Created on 2024-03-22 with reprex v2.1.0

Linked issue providing an example where such a tree is accidentally generated: https://github.com/ms609/TreeTools/issues/149.

For the sake of addressing this issue from multiple directions, I wonder if write.tree() could be updated to at least give a warning message when node names are being recycled (stopping with an informative error would be even better). Do you think this is reasonable? Many thanks.

emmanuelparadis commented 5 months ago

Hi, Have you tried:

R> tree <- makeNodeLabel(tree, prefix = "Node_")
R> tree$node.label
[1] "Node_1" "Node_2" "Node_3" "Node_4" "Node_5" "Node_6"
[7] "Node_7" "Node_8" "Node_9"

?

ms609 commented 5 months ago

I think the issue here is the behaviour of write.tree() when a tree has been created by another (potentially erroneous) process, such that length(tree$node.label) < tree$Nnode.

I've offered a possible solution at #115.

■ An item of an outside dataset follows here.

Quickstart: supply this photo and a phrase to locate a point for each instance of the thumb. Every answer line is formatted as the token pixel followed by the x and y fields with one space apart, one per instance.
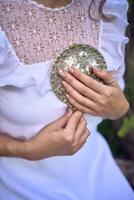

stitam commented 5 months ago

Thanks @emmanuelparadis! Once I discovered the root of the problem I could fix it easily; I opened the issues because I thought it might be better for the long term to highlight/eliminate the inconsistency. Thanks @ms609 I think an informative warning like that is a good solution from ape's side; It is probably not within ape's scope to fix an object that was created by another package.